Why Seniority Matters

Seniority at RHS or any high school is inevitable. The concept of seniority is that individuals who are older or have experience gain more privileges. This is a basic law of life at RHS, from senior captains of clubs and athletic teams, to upperclassmen scoffing at the freshman’s inexperience with the Learning Commons’ printers. We even separate lunch areas by grade, and it’s commonplace to hear outrage over a freshman in the campus center or cafeteria.

As much as students like to ridicule freshman inexperience, we were all freshman at one point, lost in a maze-like school and oblivious to the social code that came with being a ninth grader. Sympathy towards the students going through one of the largest transitions in their young-adult lives would greatly improve inter-grade relations at this school.

However, freshman empathy makes up the majority of my disdain towards seniority. Being older does not mean that one is wiser, but passing off the torch between leaders of extracurriculars each year is a beautiful tradition that gives the eventual leaders time to get a feel for what that job entails. In the current system for the majority of clubs at RHS, leadership opportunities are given based on a combination of both seniority and skill. This means officer positions for sophomores and juniors and leadership positions for juniors or seniors.

To a freshman or sophomore, the system may seem flawed at the time, but if they really deserve a role, they will receive one when they are old enough to be considered. By giving power to the inexperienced, clubs would destroy the slow training experience that they have used for years.

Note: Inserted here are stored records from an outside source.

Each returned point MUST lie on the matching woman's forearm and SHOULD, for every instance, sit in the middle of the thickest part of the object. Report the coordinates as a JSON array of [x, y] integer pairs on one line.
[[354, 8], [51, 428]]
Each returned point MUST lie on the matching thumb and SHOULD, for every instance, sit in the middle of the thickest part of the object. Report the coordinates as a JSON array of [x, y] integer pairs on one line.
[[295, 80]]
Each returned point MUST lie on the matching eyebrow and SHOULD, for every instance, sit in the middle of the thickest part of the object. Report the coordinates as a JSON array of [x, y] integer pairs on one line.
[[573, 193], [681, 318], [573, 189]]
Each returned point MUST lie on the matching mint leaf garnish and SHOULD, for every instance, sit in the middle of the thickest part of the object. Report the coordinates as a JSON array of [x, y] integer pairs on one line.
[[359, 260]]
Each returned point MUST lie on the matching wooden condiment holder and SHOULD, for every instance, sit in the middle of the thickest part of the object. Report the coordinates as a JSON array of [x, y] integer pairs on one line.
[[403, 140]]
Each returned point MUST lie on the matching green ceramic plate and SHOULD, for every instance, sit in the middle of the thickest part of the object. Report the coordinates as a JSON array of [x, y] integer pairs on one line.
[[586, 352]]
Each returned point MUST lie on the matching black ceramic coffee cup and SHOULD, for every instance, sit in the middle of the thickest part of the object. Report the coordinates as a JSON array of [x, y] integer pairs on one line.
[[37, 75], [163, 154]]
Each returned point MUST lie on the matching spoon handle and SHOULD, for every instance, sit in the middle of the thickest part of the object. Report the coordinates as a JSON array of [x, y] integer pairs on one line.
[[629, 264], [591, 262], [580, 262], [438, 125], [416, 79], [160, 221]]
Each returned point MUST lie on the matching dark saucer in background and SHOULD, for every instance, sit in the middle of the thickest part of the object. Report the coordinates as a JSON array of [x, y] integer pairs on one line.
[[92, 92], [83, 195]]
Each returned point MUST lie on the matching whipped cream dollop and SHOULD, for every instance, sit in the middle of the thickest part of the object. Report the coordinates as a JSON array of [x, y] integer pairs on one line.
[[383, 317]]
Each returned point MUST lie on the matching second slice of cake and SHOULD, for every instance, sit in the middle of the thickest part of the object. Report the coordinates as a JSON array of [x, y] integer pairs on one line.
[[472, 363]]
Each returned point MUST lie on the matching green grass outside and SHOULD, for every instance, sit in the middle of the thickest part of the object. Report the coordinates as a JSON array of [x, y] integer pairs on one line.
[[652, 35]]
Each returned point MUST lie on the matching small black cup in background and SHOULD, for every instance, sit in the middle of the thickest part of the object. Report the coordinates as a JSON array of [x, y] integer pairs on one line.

The similar status quo applies to the multiple years of participation on a sports team in order to become a leader. This seems fitting, given that the future leaders have plenty of time to observe how their predecessors did the job. In this way, the vision of the original founders are still lived out by these clubs, even as they evolve with the times. Beyond getting a sense of leadership within a club, when leaders are older, they are also much more familiar with the members. Having this familiarity is crucial to building trust with those in charge.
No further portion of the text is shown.